The primary goal of the collaboration is to identify the most promising drugs for each subtype of CMT and test these candidate drugs in patient-derived cellular models, specifically; Induced Pluripotent Stem Cell derived neurons (iPSC-neurons). These cell-based models will enable the collaboration to identify and characterize potential therapies more quickly and cost effectively and reduce our dependence on research animal studies. In addition, HNF’s Patient-Driven Therapeutic Research In Accelerated Discovery (TRIAD) program will connect Rarebase with its CMT researchers, clinicians, and other stakeholders worldwide to potentially expand the research team.

To date, there are no approved treatments for any type of CMT. Most research is slow moving, siloed and often duplicative. The technological innovation and fast-paced scientific team at Rarebase will share preliminary results as early as the first quarter of 2022.

“We’re thrilled to be collaborating with the HNF to help find treatments for patients with CMT. There are thousands of approved drugs, and many of them can have applications beyond their routinely prescribed indication. If such treatments are out there for CMT, we will find them,” said Onno Faber, Co-Founder and CEO of Rarebase.
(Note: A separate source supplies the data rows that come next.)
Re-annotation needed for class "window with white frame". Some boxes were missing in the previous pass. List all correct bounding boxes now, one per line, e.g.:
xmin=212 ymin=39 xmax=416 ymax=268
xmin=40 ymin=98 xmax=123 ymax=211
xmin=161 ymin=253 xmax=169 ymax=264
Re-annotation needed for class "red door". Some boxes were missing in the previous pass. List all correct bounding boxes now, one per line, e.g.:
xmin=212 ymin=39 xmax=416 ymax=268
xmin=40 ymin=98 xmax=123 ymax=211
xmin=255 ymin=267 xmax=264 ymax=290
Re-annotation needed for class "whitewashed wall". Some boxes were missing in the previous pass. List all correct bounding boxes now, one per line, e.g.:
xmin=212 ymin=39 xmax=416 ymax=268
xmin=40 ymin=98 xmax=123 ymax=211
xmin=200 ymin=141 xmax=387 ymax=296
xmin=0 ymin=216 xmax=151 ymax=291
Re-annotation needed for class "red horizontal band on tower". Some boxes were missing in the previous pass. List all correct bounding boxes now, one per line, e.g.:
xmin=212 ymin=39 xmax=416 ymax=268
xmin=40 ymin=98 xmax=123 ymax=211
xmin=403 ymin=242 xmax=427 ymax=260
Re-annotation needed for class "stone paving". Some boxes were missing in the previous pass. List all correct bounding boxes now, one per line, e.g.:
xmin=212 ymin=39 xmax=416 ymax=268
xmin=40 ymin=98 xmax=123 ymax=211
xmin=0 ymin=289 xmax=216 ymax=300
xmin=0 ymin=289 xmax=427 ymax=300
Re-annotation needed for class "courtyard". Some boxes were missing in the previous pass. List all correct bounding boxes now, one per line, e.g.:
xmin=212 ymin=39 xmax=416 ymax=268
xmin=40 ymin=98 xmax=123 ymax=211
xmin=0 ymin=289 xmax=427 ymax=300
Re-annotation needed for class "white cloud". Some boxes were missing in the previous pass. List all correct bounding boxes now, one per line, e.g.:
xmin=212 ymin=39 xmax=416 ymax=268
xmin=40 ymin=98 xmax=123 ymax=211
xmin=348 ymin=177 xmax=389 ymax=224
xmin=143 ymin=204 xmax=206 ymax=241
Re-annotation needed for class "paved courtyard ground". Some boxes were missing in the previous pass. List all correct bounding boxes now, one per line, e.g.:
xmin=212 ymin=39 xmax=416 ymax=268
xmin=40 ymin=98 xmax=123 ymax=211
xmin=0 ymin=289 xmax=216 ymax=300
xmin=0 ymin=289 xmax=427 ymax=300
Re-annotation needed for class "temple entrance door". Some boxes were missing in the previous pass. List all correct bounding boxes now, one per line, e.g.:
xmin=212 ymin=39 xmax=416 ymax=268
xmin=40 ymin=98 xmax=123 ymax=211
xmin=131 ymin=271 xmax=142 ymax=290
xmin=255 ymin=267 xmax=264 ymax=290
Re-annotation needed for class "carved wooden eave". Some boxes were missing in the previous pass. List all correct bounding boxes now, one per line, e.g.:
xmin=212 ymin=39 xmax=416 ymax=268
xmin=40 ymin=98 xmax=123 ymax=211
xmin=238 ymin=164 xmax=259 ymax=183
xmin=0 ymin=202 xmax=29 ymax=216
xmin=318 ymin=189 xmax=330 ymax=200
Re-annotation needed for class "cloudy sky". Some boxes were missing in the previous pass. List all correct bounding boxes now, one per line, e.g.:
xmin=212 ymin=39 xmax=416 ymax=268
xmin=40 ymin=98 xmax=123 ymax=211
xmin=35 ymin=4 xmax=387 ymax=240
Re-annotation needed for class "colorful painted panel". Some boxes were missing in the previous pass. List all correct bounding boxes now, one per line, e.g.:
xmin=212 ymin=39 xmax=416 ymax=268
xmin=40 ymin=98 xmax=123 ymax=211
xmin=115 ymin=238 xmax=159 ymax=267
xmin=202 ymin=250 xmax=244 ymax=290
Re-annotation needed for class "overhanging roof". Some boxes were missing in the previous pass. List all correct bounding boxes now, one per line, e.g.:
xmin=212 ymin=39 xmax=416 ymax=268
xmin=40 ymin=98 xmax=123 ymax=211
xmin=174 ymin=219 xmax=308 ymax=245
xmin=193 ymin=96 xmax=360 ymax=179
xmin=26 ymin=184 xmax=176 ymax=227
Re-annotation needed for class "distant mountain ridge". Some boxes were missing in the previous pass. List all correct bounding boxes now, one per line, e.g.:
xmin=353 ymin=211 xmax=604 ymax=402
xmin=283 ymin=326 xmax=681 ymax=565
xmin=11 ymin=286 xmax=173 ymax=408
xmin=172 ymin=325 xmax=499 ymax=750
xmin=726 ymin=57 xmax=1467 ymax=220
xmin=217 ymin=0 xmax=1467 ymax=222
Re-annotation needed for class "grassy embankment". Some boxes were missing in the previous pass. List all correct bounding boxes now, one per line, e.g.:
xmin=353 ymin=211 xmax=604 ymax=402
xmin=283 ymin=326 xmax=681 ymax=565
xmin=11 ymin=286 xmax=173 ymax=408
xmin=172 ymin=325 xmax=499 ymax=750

CMT is a debilitating and progressive disease impacting an estimated 150,000 people in the US and millions worldwide. Scientists have identified over 100 different gene mutations causing CMT. Currently, thousands of people with CMT are undiagnosed, yet are suffering with the symptoms of this chronic and disabling disease. CMT causes progressive nerve damage, eventually leading to muscle atrophy and loss. Over time the disease leads to feet, legs, and hands becoming deformed and difficult to use and often those living with CMT lose the ability to walk normally and become dependent on assistive devices to remain mobile. Severe, chronic pain is common.

“Our core mission is to deliver treatments to patients with CMT. We believe the Rarebase partnership will enable FDA approved drugs for clinical use for CMT. If successful, HNF plans to expand the screens to other subtypes as funds become available,” said Allison Moore, the Founder and CEO of the Hereditary Neuropathy Foundation.